Later, we opened rooms, forbidden ordinary rooms, terrifying harmless rooms. An hour was enough, for those domestic journeys. After an hour I needed to rest.
One day you took me into the attic, and we looked out of the dusty windows together, and I saw the horizon for the first time in many years. And I wanted it.
Now I return to you after voyages of discovery, show you my shells and the tentacle marks on my arm from the giant squid. Show you on the map where I fell down the well and couldn’t get out for many days, until I remembered how you taught me to climb the ladder to the attic.

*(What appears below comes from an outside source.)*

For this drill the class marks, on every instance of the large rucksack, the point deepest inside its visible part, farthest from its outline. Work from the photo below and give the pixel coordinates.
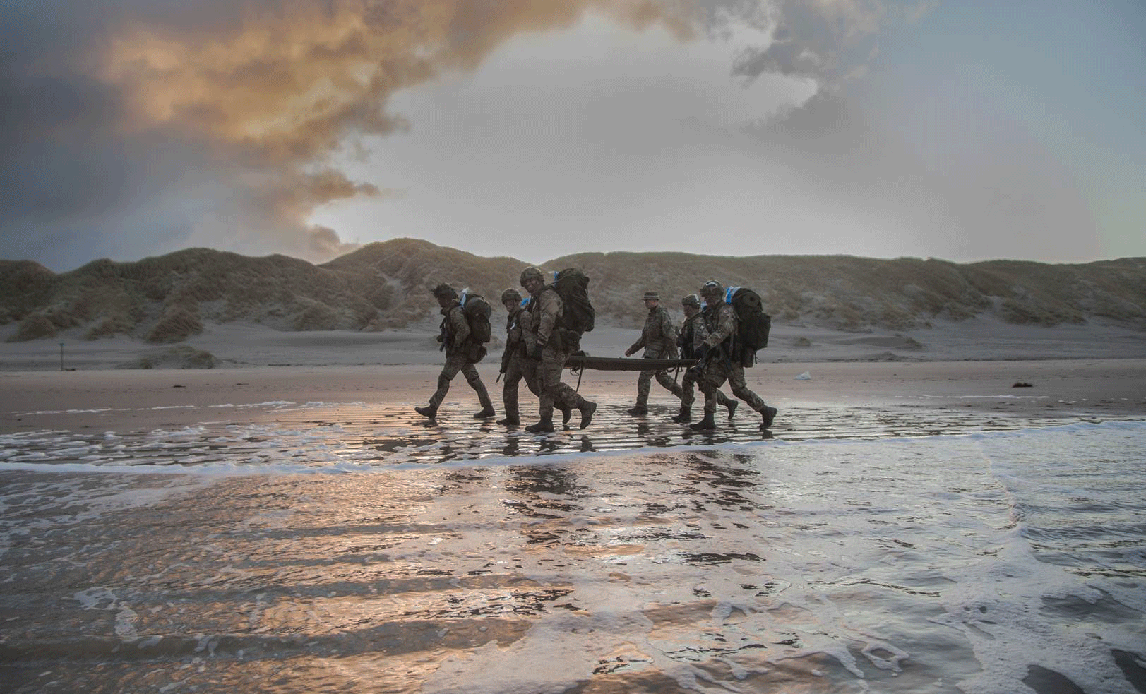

I think there are people out there. I’ve seen the smoke from their camp fires. I’ve heard them singing at night.
An hour isn’t anywhere near enough. Not for the discoveries and the triumphs, not for the dark places I ran from, the fears that turned me away from approaching the camp fires. So now I have to choose. No longer the simplicity of just the couch, and the floor, and my feet.
I know now that hour isn’t supposed to be enough. I shouldn’t fit into it, and I shouldn’t wish for it to expand. I am supposed to outgrow it, and take my stories and my scars and my fears and the view to that horizon out in to a much larger space.
This is adolescence. I’m not ready to leave. But I’m ready to start wanting to.